My daughters and I watched the Smart Center being built, because it's just down the street from one of the world's best pizza joints, Pepe's. A two-story car dealership with the showroom on the second floor? What were they thinking? It turns out the place has an elevator, and only a car as small as the two-seater, environmentally friendly Smart would fit into it.
Smart Cars from Mercedes. The Smart hit the road in 2009 and has been among the most fuel efficient cars since.
The Smart Center is open now, with three models on display (the Fortwo Passion Coupe and Cabriolet, plus the Pure Coupe), but that doesn't mean you can just walk in and buy a car. There are 45,000 people on the waiting list, and it will be six months to a year before you're handed a set of keys.
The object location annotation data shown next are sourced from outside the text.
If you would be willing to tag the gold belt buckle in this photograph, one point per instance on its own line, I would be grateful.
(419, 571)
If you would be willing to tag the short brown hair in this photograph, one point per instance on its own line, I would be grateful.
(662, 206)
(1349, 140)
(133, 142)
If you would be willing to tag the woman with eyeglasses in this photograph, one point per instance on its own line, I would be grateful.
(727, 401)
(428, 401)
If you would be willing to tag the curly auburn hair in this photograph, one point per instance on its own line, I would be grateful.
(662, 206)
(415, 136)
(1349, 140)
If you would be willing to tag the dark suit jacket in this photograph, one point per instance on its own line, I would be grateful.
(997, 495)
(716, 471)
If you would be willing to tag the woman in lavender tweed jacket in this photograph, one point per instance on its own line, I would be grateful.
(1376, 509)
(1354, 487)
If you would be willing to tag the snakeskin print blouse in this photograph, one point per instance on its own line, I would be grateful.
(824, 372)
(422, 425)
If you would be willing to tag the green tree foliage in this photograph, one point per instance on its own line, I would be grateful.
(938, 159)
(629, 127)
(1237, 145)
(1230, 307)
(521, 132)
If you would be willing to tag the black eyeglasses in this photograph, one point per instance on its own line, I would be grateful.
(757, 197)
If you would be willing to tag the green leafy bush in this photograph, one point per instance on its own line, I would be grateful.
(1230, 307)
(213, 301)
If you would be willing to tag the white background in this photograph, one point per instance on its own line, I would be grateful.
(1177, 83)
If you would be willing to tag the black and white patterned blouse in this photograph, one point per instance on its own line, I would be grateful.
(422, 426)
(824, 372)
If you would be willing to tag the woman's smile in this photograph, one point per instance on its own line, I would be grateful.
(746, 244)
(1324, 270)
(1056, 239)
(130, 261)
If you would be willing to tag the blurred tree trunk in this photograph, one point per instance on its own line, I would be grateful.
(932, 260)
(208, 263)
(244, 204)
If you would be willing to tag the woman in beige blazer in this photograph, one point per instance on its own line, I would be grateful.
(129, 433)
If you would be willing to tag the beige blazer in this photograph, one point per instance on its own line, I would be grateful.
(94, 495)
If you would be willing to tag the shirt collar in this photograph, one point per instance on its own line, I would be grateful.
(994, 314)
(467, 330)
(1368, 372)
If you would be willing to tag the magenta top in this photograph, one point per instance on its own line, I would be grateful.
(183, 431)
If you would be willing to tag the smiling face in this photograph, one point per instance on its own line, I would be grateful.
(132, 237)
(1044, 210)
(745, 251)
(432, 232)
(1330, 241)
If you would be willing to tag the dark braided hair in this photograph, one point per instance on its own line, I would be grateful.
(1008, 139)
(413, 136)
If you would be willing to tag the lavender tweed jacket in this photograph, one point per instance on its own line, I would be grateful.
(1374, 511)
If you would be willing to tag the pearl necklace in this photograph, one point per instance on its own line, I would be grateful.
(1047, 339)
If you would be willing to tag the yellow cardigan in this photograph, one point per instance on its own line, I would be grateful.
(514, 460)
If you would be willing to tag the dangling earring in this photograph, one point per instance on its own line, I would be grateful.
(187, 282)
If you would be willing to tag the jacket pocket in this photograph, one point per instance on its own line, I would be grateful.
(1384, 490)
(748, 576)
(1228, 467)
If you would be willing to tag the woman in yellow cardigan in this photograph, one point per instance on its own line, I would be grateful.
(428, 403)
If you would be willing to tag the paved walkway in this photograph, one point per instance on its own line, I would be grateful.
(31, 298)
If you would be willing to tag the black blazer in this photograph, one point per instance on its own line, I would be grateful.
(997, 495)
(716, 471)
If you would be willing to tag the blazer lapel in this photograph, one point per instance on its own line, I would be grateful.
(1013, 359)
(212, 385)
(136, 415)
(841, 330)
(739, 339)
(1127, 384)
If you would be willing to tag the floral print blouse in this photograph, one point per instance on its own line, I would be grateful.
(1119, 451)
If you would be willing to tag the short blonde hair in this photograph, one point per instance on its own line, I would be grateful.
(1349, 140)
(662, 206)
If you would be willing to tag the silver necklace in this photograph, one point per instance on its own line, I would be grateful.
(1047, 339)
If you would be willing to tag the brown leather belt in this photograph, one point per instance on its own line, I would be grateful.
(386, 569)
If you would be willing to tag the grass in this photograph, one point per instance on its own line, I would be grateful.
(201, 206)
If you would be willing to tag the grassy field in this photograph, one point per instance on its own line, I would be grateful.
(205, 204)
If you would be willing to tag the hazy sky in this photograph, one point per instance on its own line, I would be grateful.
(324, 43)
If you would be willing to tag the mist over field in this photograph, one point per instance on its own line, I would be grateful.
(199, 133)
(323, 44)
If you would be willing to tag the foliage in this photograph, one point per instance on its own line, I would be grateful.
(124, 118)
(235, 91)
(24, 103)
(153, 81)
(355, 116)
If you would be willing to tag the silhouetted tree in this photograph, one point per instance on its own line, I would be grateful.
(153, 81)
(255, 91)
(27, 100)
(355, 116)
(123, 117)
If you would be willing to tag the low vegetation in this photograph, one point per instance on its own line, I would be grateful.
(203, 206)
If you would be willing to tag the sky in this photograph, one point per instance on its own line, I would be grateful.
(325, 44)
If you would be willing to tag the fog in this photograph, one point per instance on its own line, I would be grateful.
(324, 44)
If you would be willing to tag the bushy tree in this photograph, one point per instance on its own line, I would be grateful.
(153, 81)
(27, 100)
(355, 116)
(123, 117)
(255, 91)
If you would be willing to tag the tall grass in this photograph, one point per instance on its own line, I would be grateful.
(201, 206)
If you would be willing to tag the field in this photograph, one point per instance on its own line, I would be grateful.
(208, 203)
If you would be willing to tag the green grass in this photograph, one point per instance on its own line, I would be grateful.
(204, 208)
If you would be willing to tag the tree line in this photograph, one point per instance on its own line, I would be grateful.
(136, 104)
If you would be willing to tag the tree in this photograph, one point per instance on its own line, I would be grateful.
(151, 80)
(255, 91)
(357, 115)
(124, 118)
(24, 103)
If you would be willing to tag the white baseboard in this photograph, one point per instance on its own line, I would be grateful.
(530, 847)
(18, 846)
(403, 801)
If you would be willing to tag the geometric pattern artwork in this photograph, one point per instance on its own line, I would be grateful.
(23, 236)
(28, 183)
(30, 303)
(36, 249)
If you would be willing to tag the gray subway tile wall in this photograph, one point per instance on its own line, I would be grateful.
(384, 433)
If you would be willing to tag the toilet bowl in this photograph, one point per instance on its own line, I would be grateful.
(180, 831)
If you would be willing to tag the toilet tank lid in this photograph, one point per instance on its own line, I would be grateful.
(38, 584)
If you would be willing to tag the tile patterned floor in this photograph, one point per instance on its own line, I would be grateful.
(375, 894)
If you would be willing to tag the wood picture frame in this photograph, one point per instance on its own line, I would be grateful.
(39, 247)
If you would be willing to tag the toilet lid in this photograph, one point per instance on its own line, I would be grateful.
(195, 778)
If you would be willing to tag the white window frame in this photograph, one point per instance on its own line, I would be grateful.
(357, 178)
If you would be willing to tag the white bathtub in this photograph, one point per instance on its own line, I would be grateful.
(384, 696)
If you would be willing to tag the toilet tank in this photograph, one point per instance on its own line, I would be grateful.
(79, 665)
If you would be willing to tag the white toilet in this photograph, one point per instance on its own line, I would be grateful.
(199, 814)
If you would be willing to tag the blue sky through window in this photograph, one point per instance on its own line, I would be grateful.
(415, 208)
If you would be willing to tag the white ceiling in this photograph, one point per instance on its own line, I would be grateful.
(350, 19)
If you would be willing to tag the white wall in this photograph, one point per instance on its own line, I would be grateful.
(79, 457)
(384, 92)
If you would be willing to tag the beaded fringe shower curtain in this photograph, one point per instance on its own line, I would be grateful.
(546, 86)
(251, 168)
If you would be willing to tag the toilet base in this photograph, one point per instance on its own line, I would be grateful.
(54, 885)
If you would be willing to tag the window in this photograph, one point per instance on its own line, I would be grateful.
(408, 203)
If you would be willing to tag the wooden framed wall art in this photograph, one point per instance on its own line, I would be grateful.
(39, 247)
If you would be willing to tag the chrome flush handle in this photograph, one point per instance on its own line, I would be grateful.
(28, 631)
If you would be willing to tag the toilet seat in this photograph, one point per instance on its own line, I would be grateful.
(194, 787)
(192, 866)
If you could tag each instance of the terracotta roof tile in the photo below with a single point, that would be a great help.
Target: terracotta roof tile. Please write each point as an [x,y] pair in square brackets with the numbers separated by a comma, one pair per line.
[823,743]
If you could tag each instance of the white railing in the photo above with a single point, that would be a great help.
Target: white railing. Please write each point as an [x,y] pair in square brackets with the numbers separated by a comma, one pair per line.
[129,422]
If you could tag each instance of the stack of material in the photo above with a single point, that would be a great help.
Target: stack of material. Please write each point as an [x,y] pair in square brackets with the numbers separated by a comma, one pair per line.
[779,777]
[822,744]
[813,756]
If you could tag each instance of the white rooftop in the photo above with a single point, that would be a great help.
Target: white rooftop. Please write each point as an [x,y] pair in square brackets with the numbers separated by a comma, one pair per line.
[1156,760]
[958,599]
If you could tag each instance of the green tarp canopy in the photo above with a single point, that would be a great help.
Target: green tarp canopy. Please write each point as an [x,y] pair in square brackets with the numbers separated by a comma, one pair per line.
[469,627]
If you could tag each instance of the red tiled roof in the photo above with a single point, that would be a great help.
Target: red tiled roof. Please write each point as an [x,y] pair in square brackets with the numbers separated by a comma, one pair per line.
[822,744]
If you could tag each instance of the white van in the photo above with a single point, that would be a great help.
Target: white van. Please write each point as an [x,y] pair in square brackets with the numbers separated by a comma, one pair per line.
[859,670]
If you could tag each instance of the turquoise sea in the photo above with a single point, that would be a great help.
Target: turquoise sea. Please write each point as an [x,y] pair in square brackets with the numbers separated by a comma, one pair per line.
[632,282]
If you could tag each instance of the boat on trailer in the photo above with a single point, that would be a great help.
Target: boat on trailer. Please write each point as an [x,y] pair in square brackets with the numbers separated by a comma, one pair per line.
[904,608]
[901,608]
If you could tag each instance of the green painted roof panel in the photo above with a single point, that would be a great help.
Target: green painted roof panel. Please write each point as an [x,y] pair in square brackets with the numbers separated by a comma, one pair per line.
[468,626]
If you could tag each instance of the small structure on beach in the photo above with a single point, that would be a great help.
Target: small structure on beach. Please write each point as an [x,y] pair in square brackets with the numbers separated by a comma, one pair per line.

Your best hope to get into a Smart car, actually, is to hang out at the Euro-styled, ultra-modern dealer and hope somebody cancels their order. Two people had done that around the time of our visit, so it was actually possible to walk in and drive away with a new Smart.
We wandered up to the second floor and sat in a Passion Coupe. The Smart is not really a new car, since it debuted in Europe in 2001, but it's been substantially improved and is certainly new here. I'd never actually been inside one. I was surprised how roomy it was for driver and passenger, and, considering the Mercedes sponsorship, also a little surprised at what looked like sub-Korean build quality (rough carpet and panel edges).
Inside a Smart Car
Everything about the Smart is quirky and cute, including the racing-inspired paddle shifters, and my girls loved it. Maya, the 13-year-old, promptly moved the Volkswagen Beetle convertible to number two on her list for a 16th birthday present. Undoubtedly U.S. Smart entrepreneur Roger Penske is pleased to learn that young customers are lining up.
Curly-haired salesman Dave Koczak (actually a "brand specialist" who doubles as a college student) wandered over and told us some salient Smart facts. They're exempt from sales tax in my state (Connecticut). The fuel economy is 33 in the city and 41 on the highway. Smarts are ultra-low emission vehicles (ULEVs) by the California definition, but the window sticker is confusing on this point. The cars' plastic body panels are exchangeable and recyclable. The base model starts at just $11,590, but as displayed with options it was $14,410. The tricked-out yellow Cabriolet we also tried out starts at $16,590 ($18,085 as displayed).
It was pouring rain, but Koczak took me for a ride in a Cabriolet. It's no rocket: zero to 60 is promised in 12.8 seconds, and it feels even slower off the line than that suggests. Once underway it's sprightly enough, with nicely weighted steering, and there was plenty of elbow room for Dave and I. From the wheel, it feels bigger than it is, too, though getting squashed by a big truck was the primary concern of some of the would-be buyers we engaged.
Jim Motavalli testing a Smart Car / Cellphone photo by Maya Motavalli
Back from the cruise, the girls and I talked briefly to manager Emily Williams, a former event planner who has to be one of the very few women in their 20s running car dealerships in this sometimes-sexist business. "The cars are on the road now and they're living billboards for us," she says. "We're getting a lot of foot traffic. We just did a survey and 84 percent of the people on the waiting list [each paid $99] still want their cars, seven percent say they're not sure and another seven percent say they don't want to proceed."
This Smart Center will get 400 cars this year and undoubtedly sell them all quickly. With $3.30-a-gallon gasoline, hip fuel-sippers like the Smart are a hot commodity. "Can I have one, daddy?" asks Maya. "We'll see," I say.